What makes Wool so dang good is that I can actually see the world and people he describes; and I—despite the avid reader that I am—have trouble with some science fiction works within the last decade (Neil Stephenson’s The Diamond Age comes to mind: the concept is good, but its discombobulated with so many scientific terms and ideas that the characters and details are lost in the background; Wool’s characters and locations, on the other hand, are crystal clear). And Hugh Howey never lets the science outweigh the characters. We accept that the characters know what they’re doing; that’s good enough for the reader. Many science fiction writers tend to go overboard on the “science” part of science fiction, rather than the fiction.

 

The premise is simple. It’s not overly perplexed.
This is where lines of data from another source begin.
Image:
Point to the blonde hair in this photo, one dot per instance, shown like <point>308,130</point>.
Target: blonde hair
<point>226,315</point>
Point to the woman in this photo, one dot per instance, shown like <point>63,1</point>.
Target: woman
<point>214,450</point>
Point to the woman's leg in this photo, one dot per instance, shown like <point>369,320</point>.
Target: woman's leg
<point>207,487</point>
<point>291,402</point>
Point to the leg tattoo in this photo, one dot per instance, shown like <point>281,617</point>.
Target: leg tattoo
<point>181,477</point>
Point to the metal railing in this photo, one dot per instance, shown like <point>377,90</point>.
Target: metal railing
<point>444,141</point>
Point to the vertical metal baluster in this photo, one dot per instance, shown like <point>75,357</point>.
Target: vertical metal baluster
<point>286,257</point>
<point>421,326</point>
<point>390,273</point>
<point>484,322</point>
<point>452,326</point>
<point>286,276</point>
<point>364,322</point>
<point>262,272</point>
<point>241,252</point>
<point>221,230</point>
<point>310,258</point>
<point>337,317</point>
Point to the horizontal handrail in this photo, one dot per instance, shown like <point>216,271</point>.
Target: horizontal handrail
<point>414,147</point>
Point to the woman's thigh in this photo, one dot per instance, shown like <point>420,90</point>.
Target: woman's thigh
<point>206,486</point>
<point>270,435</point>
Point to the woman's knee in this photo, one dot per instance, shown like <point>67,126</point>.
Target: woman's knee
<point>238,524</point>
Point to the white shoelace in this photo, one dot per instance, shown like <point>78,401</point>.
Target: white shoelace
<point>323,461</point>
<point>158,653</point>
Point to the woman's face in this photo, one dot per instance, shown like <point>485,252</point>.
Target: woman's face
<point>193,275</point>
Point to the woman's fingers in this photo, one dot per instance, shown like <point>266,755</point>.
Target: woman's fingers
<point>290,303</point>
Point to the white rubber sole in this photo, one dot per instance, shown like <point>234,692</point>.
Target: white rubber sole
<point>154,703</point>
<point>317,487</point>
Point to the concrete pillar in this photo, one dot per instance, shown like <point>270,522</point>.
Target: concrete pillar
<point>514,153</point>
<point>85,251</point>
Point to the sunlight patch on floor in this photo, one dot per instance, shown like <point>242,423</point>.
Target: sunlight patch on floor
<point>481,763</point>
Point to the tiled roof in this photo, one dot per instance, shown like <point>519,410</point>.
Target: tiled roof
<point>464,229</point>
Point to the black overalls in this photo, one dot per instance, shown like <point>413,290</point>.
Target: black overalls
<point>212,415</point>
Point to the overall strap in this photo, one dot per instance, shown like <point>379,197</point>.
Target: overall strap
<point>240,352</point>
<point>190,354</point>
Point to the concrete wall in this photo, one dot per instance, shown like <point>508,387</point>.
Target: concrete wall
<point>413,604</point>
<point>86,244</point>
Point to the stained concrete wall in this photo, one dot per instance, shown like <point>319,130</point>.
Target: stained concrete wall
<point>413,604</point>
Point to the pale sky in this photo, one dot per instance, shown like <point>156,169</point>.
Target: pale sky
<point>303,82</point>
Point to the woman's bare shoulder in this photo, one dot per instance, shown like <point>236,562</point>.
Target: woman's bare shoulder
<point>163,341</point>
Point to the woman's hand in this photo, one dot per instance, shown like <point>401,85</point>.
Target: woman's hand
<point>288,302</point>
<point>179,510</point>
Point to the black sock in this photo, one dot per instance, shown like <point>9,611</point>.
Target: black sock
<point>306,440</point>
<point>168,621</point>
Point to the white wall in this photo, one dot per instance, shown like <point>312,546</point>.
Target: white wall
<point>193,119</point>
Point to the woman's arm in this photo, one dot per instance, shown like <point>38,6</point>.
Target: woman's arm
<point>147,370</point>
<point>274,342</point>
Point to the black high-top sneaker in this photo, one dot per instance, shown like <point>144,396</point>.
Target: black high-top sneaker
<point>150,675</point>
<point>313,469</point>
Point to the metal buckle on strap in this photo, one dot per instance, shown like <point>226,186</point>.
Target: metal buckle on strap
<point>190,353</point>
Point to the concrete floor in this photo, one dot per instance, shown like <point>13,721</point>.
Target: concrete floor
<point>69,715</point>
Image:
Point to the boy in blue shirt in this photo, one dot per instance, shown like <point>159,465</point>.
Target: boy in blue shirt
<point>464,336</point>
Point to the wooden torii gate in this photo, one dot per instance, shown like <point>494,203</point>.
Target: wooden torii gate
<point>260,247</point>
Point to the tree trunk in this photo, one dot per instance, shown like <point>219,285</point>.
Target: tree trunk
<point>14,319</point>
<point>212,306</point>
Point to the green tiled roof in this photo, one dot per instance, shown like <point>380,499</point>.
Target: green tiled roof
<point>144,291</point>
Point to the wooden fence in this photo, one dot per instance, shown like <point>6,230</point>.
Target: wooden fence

People live in underground silos; to control their population, one person is sent out to die in a toxic world (which brings us to the plot of the novel, and the reason for the title—the people are given wool suits to wear; they are given the task to go out into the wastelands, clean the sensors—which are essentially cameras, so everyone else can see the landscape—and then . . . die), and then, after the cleaning, one married couple are given permission to have a child. This processed has gone on for hundreds of years.

 

Wool begins with a LOST-esque mystery which unravels over the course of a few chapters until we meet the main protagonist, Juliette. That’s as much of the plot that I’ll get into. Just consider Wool as Game of Thrones-esque drama in the confines of an underground silo.

 

Expect great things from Hugh Howey in the future because the future of science fiction (and self-publishing) is in his hands.